Subparagraph (A) shall not apply if the payment or distribution is made after the account beneficiary becomes disabled within the meaning of section 72(m)(7) or dies.
Subparagraph (A) shall not apply to any payment or distribution after the date on which the account beneficiary attains the age specified in section 1811 of the Social Security Act.
Paragraph (2) shall not apply to any amount paid or distributed from a health savings account to the account beneficiary to the extent the amount received is paid into a health savings account for the benefit of such beneficiary not later than the 60th day after the day on which the beneficiary receives the payment or distribution.
This paragraph shall not apply to any amount described in subparagraph (A) received by an individual from a health savings account if, at any time during the 1-year period ending on the day of such receipt, such individual received any other amount described in subparagraph (A) from a health savings account which was not includible in the individual’s gross income because of the application of this paragraph.
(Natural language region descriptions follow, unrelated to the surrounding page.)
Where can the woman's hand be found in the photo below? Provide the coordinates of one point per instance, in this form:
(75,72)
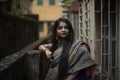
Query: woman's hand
(45,49)
(48,53)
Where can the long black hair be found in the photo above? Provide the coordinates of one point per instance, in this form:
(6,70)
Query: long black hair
(66,46)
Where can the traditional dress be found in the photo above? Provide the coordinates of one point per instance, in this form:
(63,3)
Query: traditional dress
(79,61)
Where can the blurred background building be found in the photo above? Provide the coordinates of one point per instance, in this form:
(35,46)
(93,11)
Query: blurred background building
(48,11)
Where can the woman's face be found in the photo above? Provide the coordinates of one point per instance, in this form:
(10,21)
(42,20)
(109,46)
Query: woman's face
(62,30)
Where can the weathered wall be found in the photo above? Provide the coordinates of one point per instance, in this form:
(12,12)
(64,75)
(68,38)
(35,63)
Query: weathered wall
(15,33)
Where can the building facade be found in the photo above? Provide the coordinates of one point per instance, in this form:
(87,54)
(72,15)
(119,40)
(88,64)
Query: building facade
(99,24)
(48,11)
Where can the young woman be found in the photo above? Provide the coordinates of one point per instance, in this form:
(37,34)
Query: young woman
(70,60)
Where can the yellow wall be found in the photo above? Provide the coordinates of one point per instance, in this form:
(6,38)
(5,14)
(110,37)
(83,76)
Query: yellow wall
(46,13)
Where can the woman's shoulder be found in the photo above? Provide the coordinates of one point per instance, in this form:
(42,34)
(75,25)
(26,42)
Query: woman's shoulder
(84,45)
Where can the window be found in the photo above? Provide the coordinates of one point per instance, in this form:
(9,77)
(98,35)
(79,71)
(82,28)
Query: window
(52,2)
(41,26)
(40,2)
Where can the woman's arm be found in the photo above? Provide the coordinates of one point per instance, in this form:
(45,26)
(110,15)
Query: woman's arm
(72,76)
(45,48)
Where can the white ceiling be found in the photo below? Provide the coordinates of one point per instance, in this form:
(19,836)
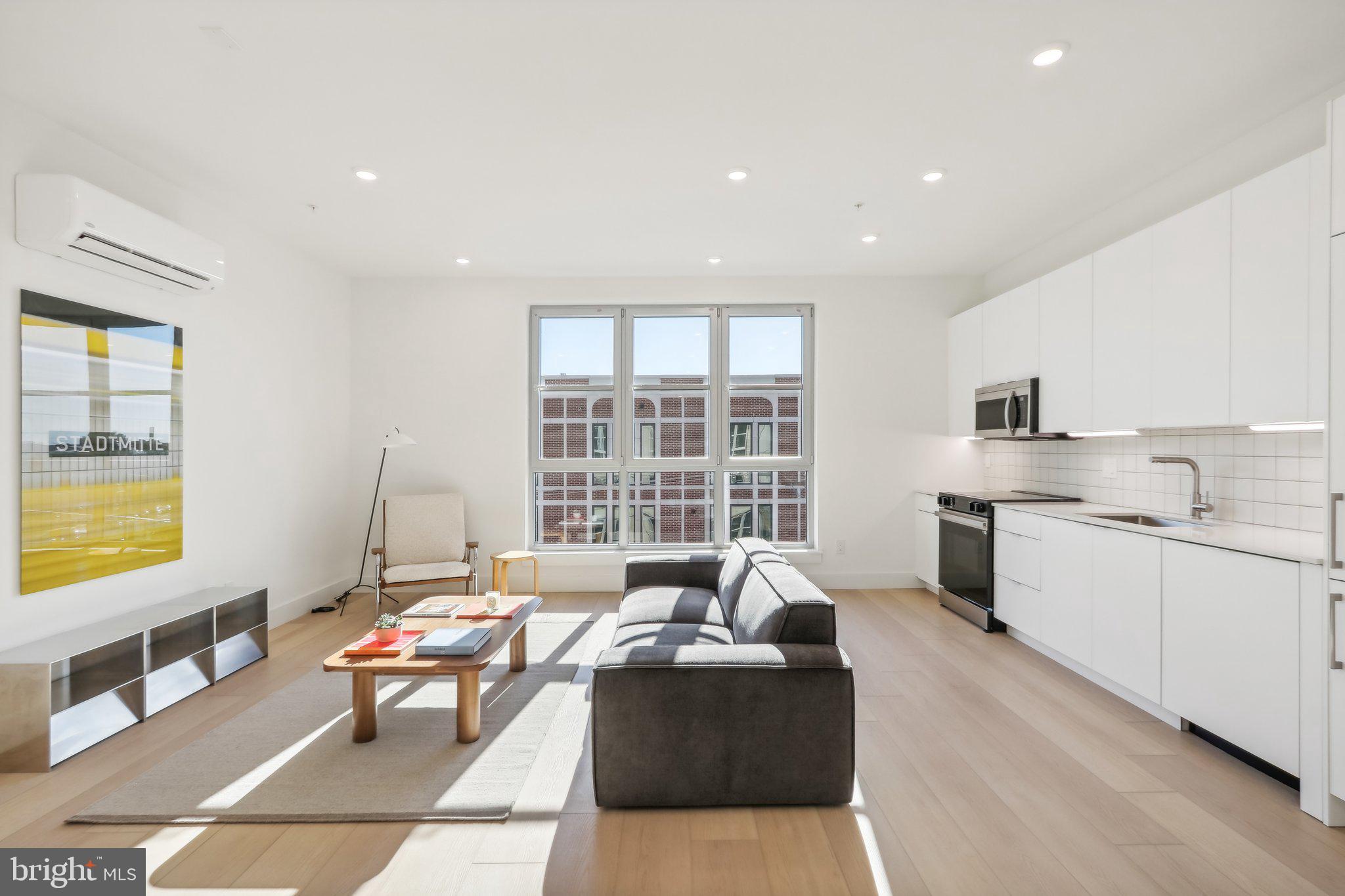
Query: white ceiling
(592,137)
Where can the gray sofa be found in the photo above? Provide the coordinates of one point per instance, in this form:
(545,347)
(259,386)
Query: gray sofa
(722,687)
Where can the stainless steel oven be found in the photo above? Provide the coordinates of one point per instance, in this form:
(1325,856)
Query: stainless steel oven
(1007,412)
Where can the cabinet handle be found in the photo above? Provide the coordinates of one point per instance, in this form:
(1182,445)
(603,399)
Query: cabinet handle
(1332,662)
(1331,531)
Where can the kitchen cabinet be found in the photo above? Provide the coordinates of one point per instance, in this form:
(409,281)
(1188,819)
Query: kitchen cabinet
(927,540)
(1269,296)
(1191,316)
(1064,349)
(1229,647)
(1019,606)
(1009,336)
(1122,285)
(1128,610)
(1337,142)
(1336,419)
(963,371)
(1067,581)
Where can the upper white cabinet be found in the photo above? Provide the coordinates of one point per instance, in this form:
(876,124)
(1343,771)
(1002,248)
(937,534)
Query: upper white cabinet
(1067,580)
(1066,349)
(963,371)
(1122,292)
(1128,616)
(1191,314)
(1270,296)
(1231,647)
(1337,140)
(1009,336)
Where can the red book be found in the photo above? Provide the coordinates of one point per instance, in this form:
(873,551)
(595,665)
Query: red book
(372,647)
(478,610)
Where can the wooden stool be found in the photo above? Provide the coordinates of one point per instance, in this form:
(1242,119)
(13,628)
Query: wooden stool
(499,568)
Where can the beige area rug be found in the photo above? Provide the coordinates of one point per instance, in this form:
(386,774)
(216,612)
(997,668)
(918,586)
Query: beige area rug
(291,759)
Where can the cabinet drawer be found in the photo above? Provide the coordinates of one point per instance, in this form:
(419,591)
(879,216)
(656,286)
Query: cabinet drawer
(1019,558)
(1019,606)
(1019,523)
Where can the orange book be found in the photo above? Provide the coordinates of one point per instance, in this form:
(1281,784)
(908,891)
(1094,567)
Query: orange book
(372,647)
(478,610)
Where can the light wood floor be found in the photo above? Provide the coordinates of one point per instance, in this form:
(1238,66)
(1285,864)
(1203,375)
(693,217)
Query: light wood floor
(984,769)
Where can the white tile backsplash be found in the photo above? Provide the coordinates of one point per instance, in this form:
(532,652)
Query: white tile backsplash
(1270,479)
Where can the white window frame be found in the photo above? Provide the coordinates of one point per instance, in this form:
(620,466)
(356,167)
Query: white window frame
(717,461)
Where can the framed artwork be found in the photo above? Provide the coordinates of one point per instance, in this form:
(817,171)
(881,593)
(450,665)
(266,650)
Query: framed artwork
(101,442)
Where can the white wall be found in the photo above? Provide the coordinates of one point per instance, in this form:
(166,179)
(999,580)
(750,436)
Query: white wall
(267,379)
(1289,136)
(447,362)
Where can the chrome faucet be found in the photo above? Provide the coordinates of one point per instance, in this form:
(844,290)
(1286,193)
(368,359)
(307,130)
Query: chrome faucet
(1197,504)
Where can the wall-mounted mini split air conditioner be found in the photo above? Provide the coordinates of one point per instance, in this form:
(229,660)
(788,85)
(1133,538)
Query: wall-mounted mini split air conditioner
(70,218)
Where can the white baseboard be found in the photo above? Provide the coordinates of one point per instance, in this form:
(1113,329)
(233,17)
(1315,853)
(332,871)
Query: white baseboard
(283,613)
(1102,681)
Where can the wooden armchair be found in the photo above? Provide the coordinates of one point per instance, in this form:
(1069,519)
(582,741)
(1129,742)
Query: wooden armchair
(424,544)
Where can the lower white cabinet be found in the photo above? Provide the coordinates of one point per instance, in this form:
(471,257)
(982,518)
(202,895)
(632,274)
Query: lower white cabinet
(1128,610)
(927,547)
(1067,602)
(1229,648)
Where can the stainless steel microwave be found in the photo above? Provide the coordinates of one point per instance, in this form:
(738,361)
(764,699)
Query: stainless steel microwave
(1009,412)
For purposes of determining the amount of the deduction under section 213, any payment or distribution out of a health savings account for qualified medical expenses shall not be treated as an expense paid for medical care.
The transfer of an individual’s interest in a health savings account to an individual’s spouse or former spouse under a divorce or separation instrument described in clause (i) of section 121(d)(3)(C) shall not be considered a taxable transfer made by such individual notwithstanding any other provision of this subtitle, and such interest shall, after such transfer, be treated as a health savings account with respect to which such spouse is the account beneficiary.
If the account beneficiary’s surviving spouse acquires such beneficiary’s interest in a health savings account by reason of being the designated beneficiary of such account at the death of the account beneficiary, such health savings account shall be treated as if the spouse were the account beneficiary.
The amount includible in gross income under clause (i) by any person (other than the estate) shall be reduced by the amount of qualified medical expenses which were incurred by the decedent before the date of the decedent’s death and paid by such person within 1 year after such date.
An appropriate deduction shall be allowed under section 691(c) to any person (other than the decedent or the decedent’s spouse) with respect to amounts included in gross income under clause (i) by such person.
If any increase under paragraph (1) is not a multiple of $50, such increase shall be rounded to the nearest multiple of $50.